2. Determine what motivates your learners
It’s time to break it down: Who are your learners? What do they value? What drives specific departments or teams to bring their best every day? Investigate their goals and targets, and the biggest challenges they face. What do they need to achieve to become engaged high-performers? You may find variation across the business. You may find that one department responds positively to company swag, while another one is interested in monetary incentives or added days off.
It’s critical to know what motivates your people in order to implement an effective rewards program for learning and development (L&D). Implementing a rewards system for L&D doesn’t mean you need to go carte blanche with the budget. Implementing a gamified rewards program in your learning management system (LMS) helps to both engage and recognize your employees in a way that means something to them.
3. Connect learning to gamification
Gamification is the process of applying gaming concepts to learning or training scenarios to make the learning experience more fun. It’s become common to see LMS training programs include features such as points, leaderboards, digital badges for completion achievements, and other forms of recognition and feedback. Incentives create an atmosphere of healthy competition and engagement, which affects overall performance.
Be sure to clarify your training and incentives strategies. Ensure your rewards and recognition align with your organization’s compensation strategy. Are the incentives culturally appropriate and learner-centric? Feel free to experiment with what works best for your people! The use of leaderboards, for example, causes people to return to the activity and spend more time with it. Spending more time, in turn, leads to better learning performance, says gamification expert Richard Landers of Old Dominion University.
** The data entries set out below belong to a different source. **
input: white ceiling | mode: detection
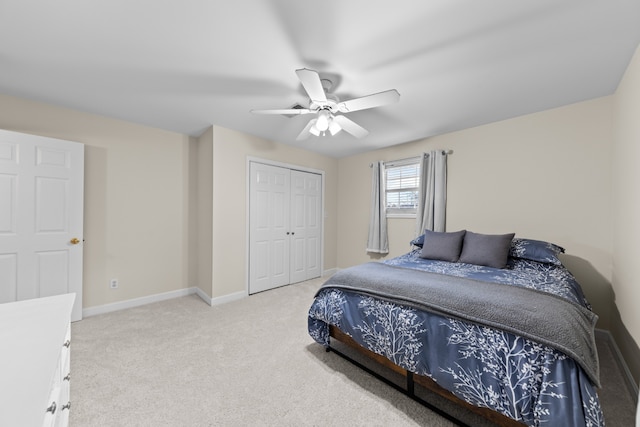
[0,0,640,157]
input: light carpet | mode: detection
[70,279,635,427]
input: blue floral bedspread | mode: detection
[308,251,604,427]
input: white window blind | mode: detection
[384,157,420,216]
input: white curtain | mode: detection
[367,162,389,254]
[415,150,447,236]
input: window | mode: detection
[384,157,420,217]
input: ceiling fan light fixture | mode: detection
[309,123,320,136]
[315,110,331,132]
[329,120,342,136]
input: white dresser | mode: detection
[0,294,75,427]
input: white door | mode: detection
[249,162,290,293]
[0,130,84,321]
[290,170,322,283]
[249,162,322,294]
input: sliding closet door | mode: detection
[249,162,290,293]
[249,162,322,294]
[290,170,322,283]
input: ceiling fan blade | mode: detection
[296,68,327,104]
[296,119,317,141]
[251,108,315,116]
[333,115,369,138]
[338,89,400,113]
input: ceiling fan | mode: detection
[251,68,400,140]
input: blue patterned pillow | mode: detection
[509,237,564,265]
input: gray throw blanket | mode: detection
[318,262,600,386]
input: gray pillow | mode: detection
[420,230,466,262]
[459,231,515,268]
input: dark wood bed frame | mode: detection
[327,325,524,427]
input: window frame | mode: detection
[384,156,421,218]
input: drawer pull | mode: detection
[47,401,58,414]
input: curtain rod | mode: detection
[369,150,453,168]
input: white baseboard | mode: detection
[211,291,249,306]
[322,268,339,277]
[82,288,196,317]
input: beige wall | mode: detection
[612,47,640,381]
[198,126,338,298]
[338,97,612,327]
[0,95,189,308]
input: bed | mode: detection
[308,230,604,427]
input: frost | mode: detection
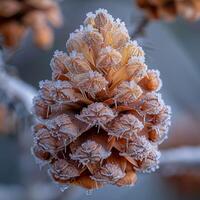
[107,114,144,141]
[71,71,108,98]
[91,163,126,184]
[70,140,110,165]
[76,103,117,127]
[114,81,142,104]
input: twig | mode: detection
[0,51,36,112]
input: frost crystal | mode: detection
[70,140,111,165]
[108,114,144,141]
[76,103,116,127]
[33,9,171,190]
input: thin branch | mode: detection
[0,51,36,111]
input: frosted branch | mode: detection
[0,51,36,111]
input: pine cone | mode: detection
[137,0,200,21]
[0,0,62,49]
[32,9,170,189]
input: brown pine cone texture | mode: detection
[136,0,200,21]
[0,0,62,49]
[32,9,170,189]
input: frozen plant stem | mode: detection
[0,52,36,112]
[160,146,200,166]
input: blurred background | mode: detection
[0,0,200,200]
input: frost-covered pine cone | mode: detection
[32,9,170,189]
[0,0,62,48]
[136,0,200,21]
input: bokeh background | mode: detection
[0,0,200,200]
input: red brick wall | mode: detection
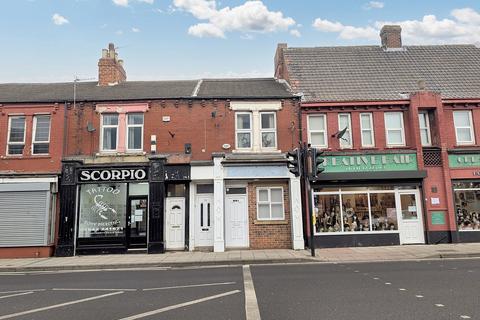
[248,181,292,249]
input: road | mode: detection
[0,259,480,320]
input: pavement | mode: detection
[0,243,480,272]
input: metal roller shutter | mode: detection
[0,190,49,247]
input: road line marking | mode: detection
[142,282,236,291]
[0,291,123,320]
[52,288,137,291]
[0,291,33,299]
[243,264,261,320]
[115,290,241,320]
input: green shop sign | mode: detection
[448,153,480,168]
[323,153,418,173]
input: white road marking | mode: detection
[0,291,123,320]
[142,282,236,291]
[243,265,261,320]
[0,291,33,299]
[119,290,241,320]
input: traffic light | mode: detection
[287,148,301,177]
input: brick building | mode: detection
[275,26,480,247]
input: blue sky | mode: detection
[0,0,480,83]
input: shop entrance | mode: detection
[397,190,425,244]
[126,196,148,248]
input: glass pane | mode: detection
[237,113,251,129]
[308,116,325,130]
[258,204,270,219]
[270,189,283,202]
[342,193,370,232]
[262,132,277,148]
[310,132,325,146]
[261,113,275,129]
[9,117,25,142]
[128,127,142,150]
[258,190,268,201]
[400,194,418,220]
[78,183,127,238]
[128,113,143,124]
[103,114,118,126]
[455,190,480,230]
[313,194,342,233]
[34,116,50,142]
[237,132,252,148]
[370,193,398,231]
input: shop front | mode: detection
[312,153,426,248]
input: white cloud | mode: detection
[173,0,295,38]
[313,8,480,44]
[52,13,69,26]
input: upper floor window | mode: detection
[7,116,25,155]
[385,112,405,147]
[260,112,277,149]
[453,111,475,144]
[418,112,432,147]
[32,115,50,154]
[127,113,143,151]
[338,113,353,148]
[308,114,328,148]
[100,113,118,151]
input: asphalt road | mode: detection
[0,259,480,320]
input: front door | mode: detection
[127,197,148,248]
[225,195,248,248]
[397,190,425,244]
[195,195,213,247]
[165,197,185,250]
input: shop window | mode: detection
[453,111,475,145]
[454,183,480,231]
[7,116,25,155]
[384,112,405,147]
[101,114,118,151]
[257,187,285,220]
[360,113,375,148]
[308,114,328,148]
[260,112,277,149]
[78,183,127,238]
[338,113,353,148]
[127,113,143,151]
[32,115,50,154]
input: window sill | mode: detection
[253,219,288,225]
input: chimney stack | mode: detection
[98,43,127,86]
[380,25,402,50]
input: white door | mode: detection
[195,195,213,247]
[165,197,185,250]
[225,195,248,248]
[397,190,425,244]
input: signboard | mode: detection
[323,153,418,173]
[431,211,445,225]
[448,153,480,168]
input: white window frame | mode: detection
[257,187,285,221]
[235,111,254,150]
[383,111,406,148]
[338,113,353,149]
[31,114,52,155]
[125,112,145,152]
[6,115,27,156]
[418,111,432,147]
[100,112,120,153]
[360,112,375,148]
[259,111,278,150]
[452,110,475,145]
[307,113,328,149]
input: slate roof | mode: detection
[0,78,293,103]
[283,45,480,102]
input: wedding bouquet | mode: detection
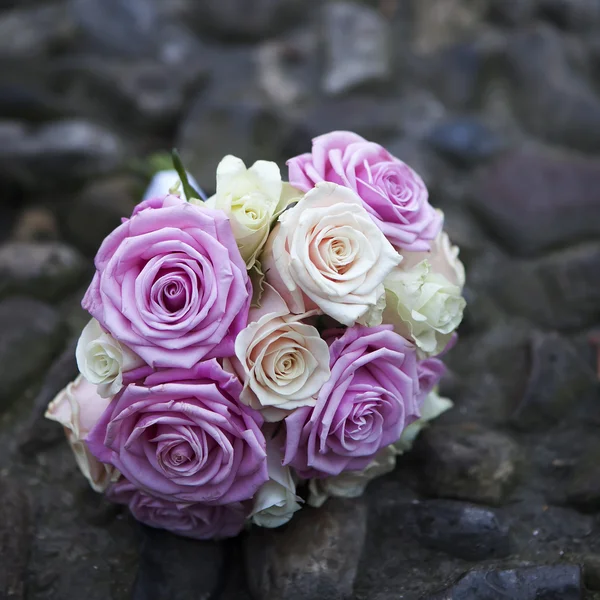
[47,131,465,539]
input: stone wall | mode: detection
[0,0,600,600]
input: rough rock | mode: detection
[0,242,86,301]
[425,565,583,600]
[429,118,504,166]
[507,25,600,152]
[245,499,366,600]
[512,332,597,430]
[11,206,59,242]
[0,476,32,600]
[414,423,519,505]
[322,1,391,94]
[412,500,510,561]
[470,150,600,256]
[0,2,75,59]
[0,119,123,189]
[193,0,310,39]
[65,176,143,255]
[0,296,63,404]
[70,0,161,57]
[131,525,225,600]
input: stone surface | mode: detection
[429,118,504,166]
[0,2,75,59]
[322,1,391,94]
[413,500,510,561]
[0,242,86,300]
[512,332,597,430]
[426,565,583,600]
[131,525,225,600]
[0,119,123,188]
[245,499,366,600]
[470,150,600,256]
[0,296,63,406]
[193,0,310,39]
[65,176,143,255]
[0,476,32,600]
[414,423,519,505]
[507,25,600,152]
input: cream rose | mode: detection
[207,155,301,269]
[250,435,302,527]
[307,446,398,508]
[383,260,466,356]
[394,390,454,454]
[263,182,402,326]
[46,375,119,492]
[225,284,329,421]
[75,319,144,398]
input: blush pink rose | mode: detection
[82,196,252,368]
[287,131,442,252]
[106,478,248,540]
[87,359,268,504]
[284,325,420,479]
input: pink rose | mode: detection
[88,359,268,504]
[106,478,248,540]
[287,131,442,251]
[46,375,118,492]
[82,196,251,368]
[284,325,420,479]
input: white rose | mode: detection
[46,375,119,492]
[307,446,398,508]
[207,155,301,269]
[75,319,144,398]
[250,435,302,527]
[394,390,454,454]
[263,182,402,326]
[383,260,466,355]
[225,284,330,421]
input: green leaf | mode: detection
[171,148,202,202]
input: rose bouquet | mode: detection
[47,132,465,539]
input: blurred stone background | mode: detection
[0,0,600,600]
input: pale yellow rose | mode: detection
[205,155,301,269]
[46,375,119,492]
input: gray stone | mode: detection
[65,176,143,255]
[0,242,86,301]
[470,150,600,256]
[0,296,63,404]
[245,499,366,600]
[322,1,391,94]
[414,422,519,505]
[0,119,123,188]
[131,525,225,600]
[0,475,32,600]
[0,2,75,59]
[428,117,505,166]
[412,500,510,561]
[512,332,597,430]
[507,26,600,152]
[70,0,161,57]
[424,565,583,600]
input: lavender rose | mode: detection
[88,359,268,504]
[83,196,251,368]
[284,326,419,479]
[287,131,442,252]
[106,478,248,540]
4. Market the new experience
You won’t be able to roll out your new programs and strategies until you get buy-in from the executive team. Explain the ROI logic to your C-Suite using baseline data you’ve collected from your LMS. You could quantify how specific programs could incentivize key teams to boost sales, deepen their product knowledge or ensure 100 percent compliance. You also need to decide how to communicate the new program to employees.
5. Analyze and evaluate
Rewards and recognition help incentivize employees to achieve results but the real reward is the ongoing learning and training sparked by your program. This is where you need to analyze the data from your employees’ program participation to see what’s working and well, what needs work. If this is a net new program, it doesn’t hurt to start small. Experiment by running training programs for several weeks or months to gather feedback on its success rate.
Keep in mind that you might want to evaluate more than concrete outputs. More than 50 percent of employees feel recognition programs influence corporate culture. And about 31 percent of organizations with highly effective recognition programs experience lower turnover. Make sure you capture the baseline metrics of your organization’s top business goals before you start. If the results don’t seem quantifiable, distribute or launch a company-wide survey asking for specific feedback.
Our memorable moments of growth and achievement don’t have to stop once we reach the workforce. In fact, it’s time we raised the bar! Cultivating a culture of continuous learning is built on our beliefs, systems and goals. Done right, we can feel rewarded for our own performance even beyond the rest of our working lives.